Not like she had any experience with that, being extremely patient and likable and all that.
"I will take this chance," she said. "Is Mariana Kinley going to let him sail away now, though? I smell exile coming my way soon and I would rather not wait around here for him."
"Kinley trusts him," Gadfly said, surprising her.
"Why?" Serenica asked.
Gadfly laughed. "Why do women trust a man like him? It's just his face. Mariana wants to marry a prince, so that's what she's trying to do."
Serenica was annoyed at herself.

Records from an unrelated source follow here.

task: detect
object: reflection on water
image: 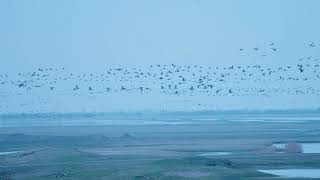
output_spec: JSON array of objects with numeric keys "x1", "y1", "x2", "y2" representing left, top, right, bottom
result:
[
  {"x1": 258, "y1": 169, "x2": 320, "y2": 178},
  {"x1": 198, "y1": 152, "x2": 232, "y2": 156},
  {"x1": 273, "y1": 143, "x2": 320, "y2": 153},
  {"x1": 1, "y1": 114, "x2": 318, "y2": 127},
  {"x1": 0, "y1": 151, "x2": 22, "y2": 155}
]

She should have been overjoyed to hear about her number one enemy having a human weakness.
Instead, a strange competitive streak arose in her. Was Inky really about to use Kinley as a pawn, or was there something more? Why did he not intend to kill her straight away without resorting to desperate measures as his first option?
Marrying a snake like Mariana Kinley sounded like it shouldn't have been anyone's first option.
"I take my chances," Serenica said. "How soon can we set sail?"
"You need to do something before we can do it," Gadfly said. "I don't know what that something is, but Inky said he's not gonna leave before you do it. He needs some information to give to Kinley, preferably something true. Something he can back up."
Serenica had an awful feeling that she knew what that was.
She had to get involved in something horrible, like yet another murder, so that Kinley would have some dirt to use as leverage. The city guards had been on an illegal mission as far as she knew. They didn't count.